10 Setembro 2018
O Vaticano também produz um dossiê. Jorge Mario Bergoglio ordenou uma investigação interna para reconstruir a cadeia de comando que permitiu que o ex-cardeal Theodore Edgar McCarrick, abusador em série, agisse imperturbado e abusasse de jovens seminaristas por mais de vinte anos. Com isso, o Papa pretende responder ao relatório com pedido de renúncia incluído - por suposto acobertamento de McCarrick - assinado por Carlo Maria Viganò, ex-núncio apostólico em Washington. Francisco optou pelo silêncio sobre Viganò para planejar – e a Santa Sé confirma - uma sólida reação com documentos, datas, nomes, que se reserva o direito de usar em público e, especialmente, no Vaticano. “Todo dia explode uma bomba que desorienta os fiéis. Aqueles que detestam o papa já estão à obra para a sucessão”, relata um colaborador de Francisco.
A reportagem é de Carlo Tecce, publicada por Il Fatto Quotidiano, 09-09-2018. A tradução é de Luisa Rabolini.
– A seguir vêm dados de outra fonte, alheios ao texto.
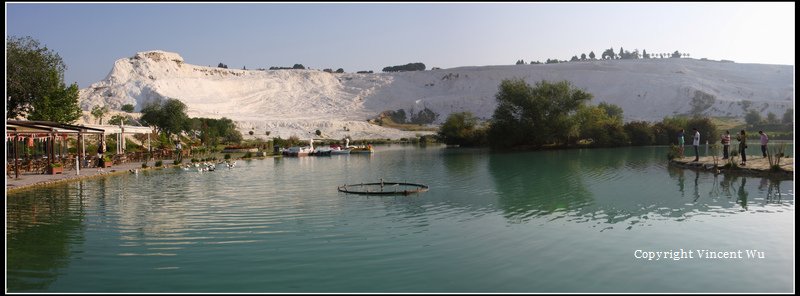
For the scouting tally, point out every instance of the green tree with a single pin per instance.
(772, 118)
(640, 133)
(99, 112)
(752, 117)
(59, 105)
(127, 108)
(34, 83)
(167, 116)
(120, 119)
(462, 128)
(595, 123)
(788, 116)
(666, 131)
(608, 54)
(535, 116)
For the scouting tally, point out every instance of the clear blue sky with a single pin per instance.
(370, 36)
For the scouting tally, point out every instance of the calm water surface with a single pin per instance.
(545, 221)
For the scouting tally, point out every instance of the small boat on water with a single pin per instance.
(358, 149)
(364, 149)
(336, 149)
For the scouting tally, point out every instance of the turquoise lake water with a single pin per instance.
(543, 221)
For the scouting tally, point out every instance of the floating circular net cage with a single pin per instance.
(383, 188)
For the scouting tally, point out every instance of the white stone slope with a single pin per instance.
(299, 102)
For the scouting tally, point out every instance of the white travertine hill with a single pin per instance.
(299, 102)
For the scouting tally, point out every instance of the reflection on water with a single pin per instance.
(491, 222)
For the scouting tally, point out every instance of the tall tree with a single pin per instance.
(608, 53)
(752, 117)
(58, 105)
(537, 115)
(99, 112)
(788, 116)
(35, 83)
(167, 116)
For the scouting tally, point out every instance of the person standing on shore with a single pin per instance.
(101, 148)
(742, 137)
(696, 144)
(726, 143)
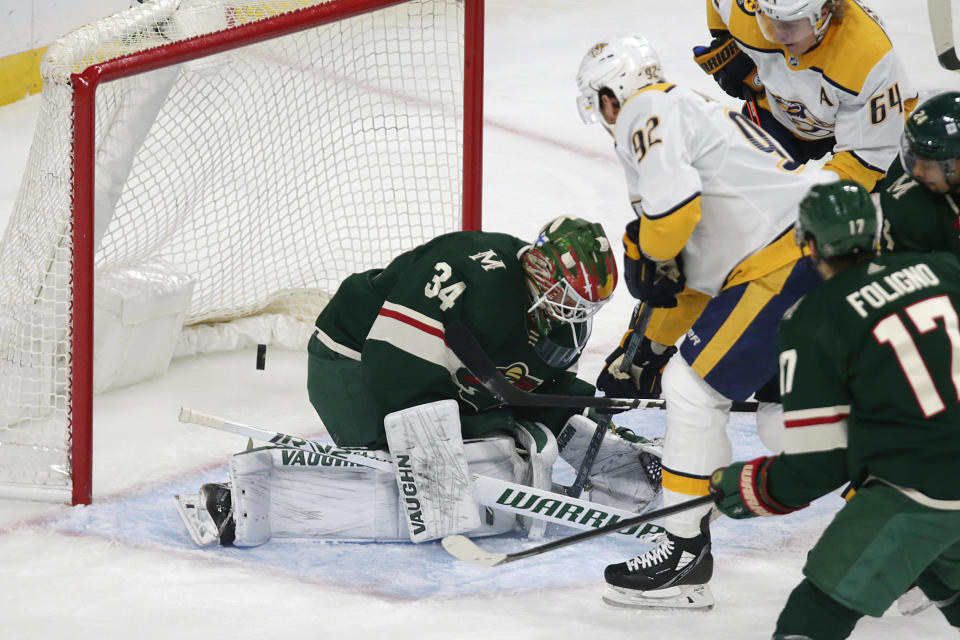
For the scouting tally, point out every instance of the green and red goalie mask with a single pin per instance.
(572, 273)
Em volta de São Pedro dançam inimigos, novas levas de antigos personagens, circulam documentos ‘fajutos’, falsas indiscrições embebidas de veneno. Não é apenas Viganò. E depois tem o viés, cada vez mais purulento, dos escândalos sexuais e dos pedófilos de batina que o Vaticano nunca tratou. O pontificado de Bergoglio está na corda bamba: ou retoma o prumo ou cai de vez. Com a ajuda de várias fontes, aqui está um resumo de todo o caso.
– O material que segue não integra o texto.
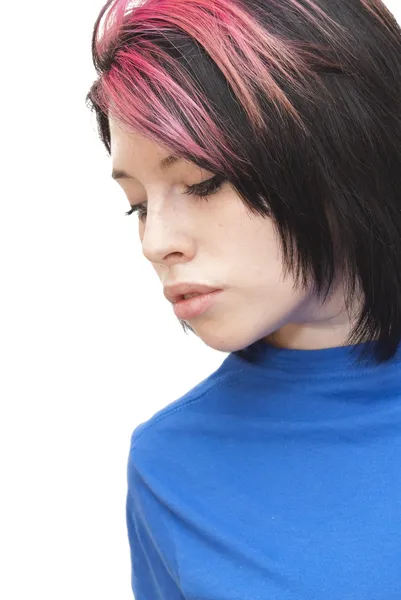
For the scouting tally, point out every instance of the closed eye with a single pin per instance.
(200, 190)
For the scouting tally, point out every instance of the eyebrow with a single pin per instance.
(167, 162)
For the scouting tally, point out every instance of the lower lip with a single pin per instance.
(193, 307)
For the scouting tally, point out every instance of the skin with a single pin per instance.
(219, 243)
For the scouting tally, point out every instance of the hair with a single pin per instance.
(298, 104)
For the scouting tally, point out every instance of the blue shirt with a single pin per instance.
(278, 477)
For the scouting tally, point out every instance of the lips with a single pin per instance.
(176, 292)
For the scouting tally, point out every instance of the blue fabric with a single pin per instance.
(278, 477)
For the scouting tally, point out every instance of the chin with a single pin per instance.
(222, 341)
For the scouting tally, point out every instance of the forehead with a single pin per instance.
(129, 142)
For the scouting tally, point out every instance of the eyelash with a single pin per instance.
(201, 190)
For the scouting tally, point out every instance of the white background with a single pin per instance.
(89, 346)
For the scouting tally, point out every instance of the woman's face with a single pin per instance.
(217, 242)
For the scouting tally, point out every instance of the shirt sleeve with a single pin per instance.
(153, 576)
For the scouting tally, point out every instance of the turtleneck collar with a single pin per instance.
(337, 361)
(290, 385)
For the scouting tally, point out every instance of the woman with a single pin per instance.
(259, 143)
Carlo Maria Viganò é um arcebispo aposentado, "embaixador" nos EUA por sete anos, até 2016. Viganò foi afastado do cargo de chefe do Governo geral, no outono de 2011, por desavenças com o então poderoso Tarcisio Bertone, secretário de Estado de Joseph Ratzinger. Ele denunciou corrupção e má-fé em várias cartas que provocaram o Vatileaks e corroeram a liderança do pontífice alemão. Era considerado um moralizador. Até que foi obrigado a voltar mais cedo dos Estados Unidos e logo se posicionou ao lado dos críticos de Francisco. Viganò compilou um memorial - divulgado pelo jornal La Verità que envolve os dois papas vivos, 38 cardeais e bispos e isenta João Paulo II - para desvendar a conspiração de silêncio do Vaticano a respeito de McCarrick, ex-arcebispo de Washington.
O monsenhor relata as sanções secretas, porém não exaustivas, de Ratzinger contra o norte-americano, os avisos aos cardeal Bertone e William Levada (na época no Santo Ofício), as conversas infrutíferas com o próprio Francisco. Os seguidores de Bergoglio aventaram razões para uma vingança de Viganò: o Papa o afastou muito rapidamente dos EUA, não o premiou com o barrete de cardeal, não lhe concedeu o apartamento no Vaticano que o ex-núncio manteve por muito tempo, mesmo a distância. Respostas desarticuladas e prejudiciais: desacreditar aquele que acusa, não reduz o valor das acusações. Pelo menos, agora já não é mais suficiente. Porque os bispos italianos, europeus e estadunidenses - as sentinelas de Francisco em uma igreja dividida pela tradição e exposta a perigos cismáticos - percebem um desconforto considerável entre os fiéis e temem um declínio da popularidade do Bergoglio. Por exemplo, o tema dos abusos sexuais - ligado a Viganò - será discutido no próximo conselho permanente dos bispos italianos. No Vaticano, estão cientes que o passado de McCarrick ofuscou o ainda mais perturbador passado de seis dioceses da Pensilvânia. Os magistrados do estado norte-americano divulgaram um relatório de 1.300 páginas – que se refere a um período de setenta anos - que identifica 301 padres predadores e (até o momento) 1.000 vítimas menores de idade, adolescentes e crianças abusadas na paróquia. O Vaticano, inclusive para o promotor Josh Shapiro, acobertou o escândalo. Quanto ao idoso McCarrick (de 1930), ao contrário, o Papa Francisco reivindica a expulsão do colégio cardinalício desde julho passado e a obrigação de retirar-se para a vida privada sem aguardar o processo canônico. Um precedente único para a Igreja.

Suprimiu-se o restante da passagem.